As infrastructural work begins this year at the industrial park site, the surrounding transportation network is receiving a makeover to support the expected commercial growth, including improvements to exit 20 and interstate connections between APD-40 and the park site.
The interstate connector, dubbed Cherokee Gateway South, is near completion, said Gary Farlow, CEO and president of the Cleveland/Bradley Chamber of Commerce. A Tennessee Department of Transportation project to add another bridge to exit 20 is expected to be complete by 2015.
The mayor also praised efforts to expand the city's greenway, which stretches nearly four miles from its Willow Street origin to Mohawk Drive. More expansions are to come, providing residents with more access to healthy lifestyle benefits, he said.
In a recent meeting of city officials, Cleveland Urban Forester Dan Hartman said plans were to create interconnecting branches off the greenway.
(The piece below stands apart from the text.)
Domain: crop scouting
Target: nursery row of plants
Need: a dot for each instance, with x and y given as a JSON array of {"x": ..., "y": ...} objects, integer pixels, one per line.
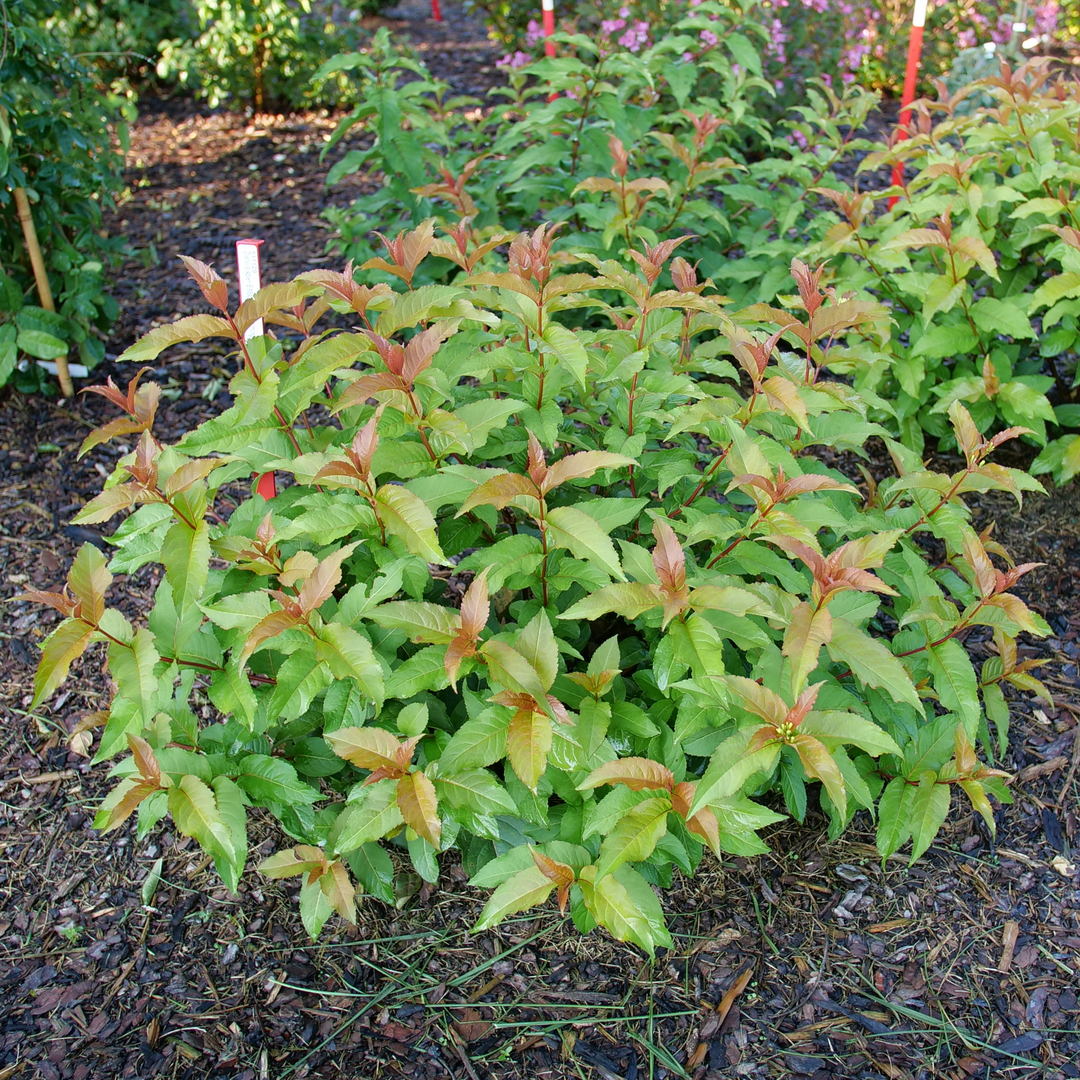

The next project likely will involve connections between Tinsley Park and Ocoee Crossing, officials said.
Rowland also stressed reductions in crime within the city, stating that no murders were committed in Cleveland in 2012 and none so far in 2013. Aggravated assault numbers were down 24 percent, he said.
In response to questions about proposed legislation that would allow educators to carry firearms at schools, Rowland said campus security begins with the buildings.
"Architecturally, I think, is where it's got to start," said Rowland, adding that limiting access to school facilities is the "bottom line" in curbing the problem of would-be shooters.